The recipe uses 8 oz of diced cheddar cheese for a rich and savory flavor.
Why do I need to reserve the squash cooking water?
Reserving 1 cup of the cooking water is essential as it is mixed back into the casserole with the crumbled muffin mix to provide moisture.
How many calories are in a serving of this casserole?
Each serving contains approximately 350 calories.
How much butter is needed for this dish?
The recipe requires 3/4 cup of melted butter.
What size baking pan should I use?
A greased 13x11-inch baking pan is recommended for this recipe.
How should I prepare the corn muffin mix for the casserole?
Prepare the mix according to the package instructions, let it cool, and then crumble it into the squash mixture.
What seasonings are included in the recipe?
The casserole is seasoned with salt, ground pepper, thyme, parsley, chicken bouillon cubes, and minced garlic.
How do I cook the squash initially?
Place the diced zucchini and yellow squash in a saucepan with just enough water to cover them and cook on medium-low heat until tender.
How long should I sauté the onions?
Sauté the chopped onions in butter for about 5 minutes or until they become translucent.
Is this casserole considered a vegetarian dish?
While it is tagged as vegetarian, note that it contains chicken bouillon cubes; you may want to swap those for vegetable bouillon to make it strictly vegetarian.
What is the fat content per serving?
There are 24.5g of fat per serving.
How many carbohydrates are in one serving?
The dish contains 28g of carbohydrates per serving.
How much protein does this dish provide?
Each serving provides 7g of protein.
Can I use fresh herbs instead of dried?
Yes, you can use fresh herbs, though the recipe specifically lists amounts for thyme and chopped parsley.
How many bouillon cubes are used?
The recipe calls for 3 chicken bouillon cubes, which should be crushed and dissolved into the onion mixture.
Do I need to grease the pan?
Yes, you should use a greased baking pan to prevent the casserole from sticking.

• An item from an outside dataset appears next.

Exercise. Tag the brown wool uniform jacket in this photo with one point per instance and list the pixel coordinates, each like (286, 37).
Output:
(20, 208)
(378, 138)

Can I use two smaller pans instead of one large one?
Yes, splitting the mixture into two smaller pans is a great option, especially if you want to freeze one for later.
What is the primary flavor profile of this dish?
It is a savory and cheesy comfort food dish with a slight sweetness from the corn muffin mix.
Is there any garlic in the recipe?
Yes, the recipe includes 1 teaspoon of minced garlic.
How much total squash is needed?
You will need a total of 9 cups of diced squash (4.5 cups zucchini and 4.5 cups yellow squash).
How much salt is in the recipe?
The recipe calls for 1 teaspoon of salt.
Should I let the casserole cool before serving?
Yes, it is recommended to let the casserole cool slightly after baking to enjoy its full flavor profile.